The flu virus actually has two mechanisms for evolution: a slow mechanism called antigenic drift and a rapid mechanism called antigenic shift. The slow antigenic drift mechanism is due to minor genetic changes resulting in amino acid changes in two particular coat proteins whereas antigenic shift is due to reassortment of entire regions of the Influenza virus genome leading to exchange of entire genes, or sets of genes, between related viruses.

You can read more about on the Influenza virus in this World Health Organization's short article: Biologicals.

The Influenza virus is divided into several categories, type A, type B, type C and so on. Type A is the major virus type responsible for infection in humans and for infection in several other organisms including pigs and birds. This is a major worry for physicians and scientists because Influenza strains that originally evolved in birds or pigs occasionally undergo antigenic shift and transfer some information from the bird or pig strain to type A strains more likely to infect humans. Antigenic shift is believed to be the mechanism that created strains of Influenza virus responsible for the famous "Spanish" flu pandemic (1918-1920), the "Asian" flu pandemic (1956-1958), the "Hong Kong" flu pandemic (1968-1969), and the "Swine" flu pandemic (2009). Hundreds of thousands to tens of millions people died in each those pandemics, depending on the strain of Influenza virus.

The Influenza virus is a RNA virus and replicates its RNA genome by making RNA copies using a RNA-dependent-RNA-polymerase. Unlike DNA polymerase, the RNA-dependent-RNA-polymerase encoded by the Influenza virus genome has no 3´-to-5´ or 5´-to-3´ exonuclease activity. Since type A Influenza viruses can infect birds, pigs, and humans, it is possible that two type A subtypes could simultaneously infect a single organism. For example, it is possible for pigs to be infected with type A influenza viruses that originated from birds and from humans at the same time.

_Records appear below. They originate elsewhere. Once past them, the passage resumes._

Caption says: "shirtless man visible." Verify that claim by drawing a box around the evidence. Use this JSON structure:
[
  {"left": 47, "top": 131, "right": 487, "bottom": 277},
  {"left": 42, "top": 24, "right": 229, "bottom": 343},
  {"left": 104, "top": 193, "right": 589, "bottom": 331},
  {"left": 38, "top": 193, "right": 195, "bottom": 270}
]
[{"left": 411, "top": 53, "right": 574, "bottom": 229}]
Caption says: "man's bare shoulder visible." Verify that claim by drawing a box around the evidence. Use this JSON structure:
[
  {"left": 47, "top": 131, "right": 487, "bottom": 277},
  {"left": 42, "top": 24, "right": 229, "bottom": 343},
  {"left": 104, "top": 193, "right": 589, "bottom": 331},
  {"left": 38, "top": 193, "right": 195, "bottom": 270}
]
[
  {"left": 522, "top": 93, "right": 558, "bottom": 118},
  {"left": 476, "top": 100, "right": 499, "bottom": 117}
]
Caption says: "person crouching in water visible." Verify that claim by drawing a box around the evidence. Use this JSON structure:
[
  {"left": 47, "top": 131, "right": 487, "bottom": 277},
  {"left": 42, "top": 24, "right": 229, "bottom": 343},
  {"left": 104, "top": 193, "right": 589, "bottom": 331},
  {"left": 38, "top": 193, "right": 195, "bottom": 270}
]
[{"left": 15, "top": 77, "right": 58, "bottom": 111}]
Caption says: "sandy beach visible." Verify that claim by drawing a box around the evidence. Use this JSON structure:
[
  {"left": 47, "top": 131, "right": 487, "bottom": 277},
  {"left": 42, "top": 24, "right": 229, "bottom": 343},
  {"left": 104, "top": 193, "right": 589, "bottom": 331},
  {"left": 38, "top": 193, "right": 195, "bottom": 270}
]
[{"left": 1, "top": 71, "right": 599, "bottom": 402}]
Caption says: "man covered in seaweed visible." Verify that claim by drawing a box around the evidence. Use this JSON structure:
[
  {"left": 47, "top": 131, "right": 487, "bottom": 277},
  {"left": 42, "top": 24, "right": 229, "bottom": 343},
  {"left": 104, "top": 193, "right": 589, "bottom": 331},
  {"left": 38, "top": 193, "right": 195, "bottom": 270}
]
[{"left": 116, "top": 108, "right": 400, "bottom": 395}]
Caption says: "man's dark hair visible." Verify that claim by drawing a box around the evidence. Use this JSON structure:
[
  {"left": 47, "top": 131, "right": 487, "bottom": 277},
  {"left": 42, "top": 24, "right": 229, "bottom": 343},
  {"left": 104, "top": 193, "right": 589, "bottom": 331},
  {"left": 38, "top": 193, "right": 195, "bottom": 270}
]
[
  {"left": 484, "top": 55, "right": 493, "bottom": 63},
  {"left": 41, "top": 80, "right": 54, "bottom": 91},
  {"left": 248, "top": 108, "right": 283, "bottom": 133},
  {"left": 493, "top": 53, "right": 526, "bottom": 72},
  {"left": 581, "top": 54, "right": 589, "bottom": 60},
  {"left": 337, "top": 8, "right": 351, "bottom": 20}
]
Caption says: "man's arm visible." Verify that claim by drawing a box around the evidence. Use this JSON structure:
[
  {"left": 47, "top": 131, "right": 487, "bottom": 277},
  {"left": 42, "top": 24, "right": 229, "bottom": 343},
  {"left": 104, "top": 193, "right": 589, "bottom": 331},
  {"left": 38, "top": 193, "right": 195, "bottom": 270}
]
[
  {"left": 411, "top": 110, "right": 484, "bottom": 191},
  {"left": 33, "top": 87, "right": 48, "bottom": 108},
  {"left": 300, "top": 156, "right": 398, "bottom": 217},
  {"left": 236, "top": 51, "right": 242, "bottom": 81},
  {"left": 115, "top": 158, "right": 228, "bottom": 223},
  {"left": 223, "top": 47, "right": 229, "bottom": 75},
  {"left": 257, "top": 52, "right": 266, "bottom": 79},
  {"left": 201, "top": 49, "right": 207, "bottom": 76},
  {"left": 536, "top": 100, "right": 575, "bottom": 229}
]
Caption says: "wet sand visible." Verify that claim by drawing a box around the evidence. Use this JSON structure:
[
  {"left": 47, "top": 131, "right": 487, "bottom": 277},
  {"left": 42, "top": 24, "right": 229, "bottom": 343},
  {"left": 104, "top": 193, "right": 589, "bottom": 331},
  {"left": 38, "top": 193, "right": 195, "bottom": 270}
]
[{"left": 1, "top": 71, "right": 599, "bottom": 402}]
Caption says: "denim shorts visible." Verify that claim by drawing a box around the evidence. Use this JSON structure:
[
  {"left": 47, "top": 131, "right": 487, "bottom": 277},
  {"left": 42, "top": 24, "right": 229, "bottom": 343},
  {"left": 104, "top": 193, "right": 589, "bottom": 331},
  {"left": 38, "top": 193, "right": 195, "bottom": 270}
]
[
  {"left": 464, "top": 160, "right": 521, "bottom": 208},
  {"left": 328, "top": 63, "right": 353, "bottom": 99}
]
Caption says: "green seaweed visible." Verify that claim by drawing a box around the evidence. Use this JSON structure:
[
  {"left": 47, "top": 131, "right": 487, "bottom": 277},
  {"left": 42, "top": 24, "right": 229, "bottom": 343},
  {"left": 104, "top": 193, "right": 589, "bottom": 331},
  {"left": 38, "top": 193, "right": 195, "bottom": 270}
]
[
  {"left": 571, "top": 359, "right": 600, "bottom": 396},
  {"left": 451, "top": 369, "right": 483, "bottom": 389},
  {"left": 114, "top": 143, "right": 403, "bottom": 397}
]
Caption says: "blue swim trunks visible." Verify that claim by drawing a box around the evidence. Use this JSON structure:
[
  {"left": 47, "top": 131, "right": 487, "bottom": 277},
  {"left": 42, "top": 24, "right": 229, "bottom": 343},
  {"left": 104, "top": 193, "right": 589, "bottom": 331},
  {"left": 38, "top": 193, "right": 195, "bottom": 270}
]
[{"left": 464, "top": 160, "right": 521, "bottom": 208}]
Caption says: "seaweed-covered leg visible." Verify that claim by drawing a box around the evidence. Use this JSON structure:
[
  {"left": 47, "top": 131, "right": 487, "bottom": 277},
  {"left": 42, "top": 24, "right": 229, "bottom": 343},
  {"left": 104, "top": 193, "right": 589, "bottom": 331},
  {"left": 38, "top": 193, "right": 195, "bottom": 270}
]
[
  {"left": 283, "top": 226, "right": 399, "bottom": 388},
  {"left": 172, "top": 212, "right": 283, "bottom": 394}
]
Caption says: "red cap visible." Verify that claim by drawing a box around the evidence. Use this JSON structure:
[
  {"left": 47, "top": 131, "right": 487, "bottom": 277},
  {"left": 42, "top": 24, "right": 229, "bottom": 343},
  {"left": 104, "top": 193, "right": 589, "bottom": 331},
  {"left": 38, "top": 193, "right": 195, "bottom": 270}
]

Post an answer to each of the following questions (300 words max.). You will be able to see your classmates' posts only after you post your own contribution. Also reply to one of your classmates so as to further the discussion: your response can be short but needs to be thoughtful. You may bring in your personal experience or expertise, add a resource or reference, and/or argue with your classmate's reasoning. "Nice job," "Good Answer," or "I agree with you" and any variations thereof are NOT good responses.

1. Create a hypothesis that would explain the mechanism for Influenza virus antigenic drift. Please be detailed and explain why antigenic drift results in amino acid changes rather than reassortment of the viral genome.

2. The rapid evolution of type A influenza virus by antigenic shift has serious implications for the human population. For example, the type A Influenza virus strain H5N1, sometimes found in domestic poultry, rarely infects humans but when infected, Avian H5N1 kills about 60% of the infected humans.

3. Create a hypothesis that would mechanistically explain antigenic shift and how antigenic shift could possibly create a "hybrid" H5N1 Influenza virus that would be highly infectious, and highly lethal, for humans.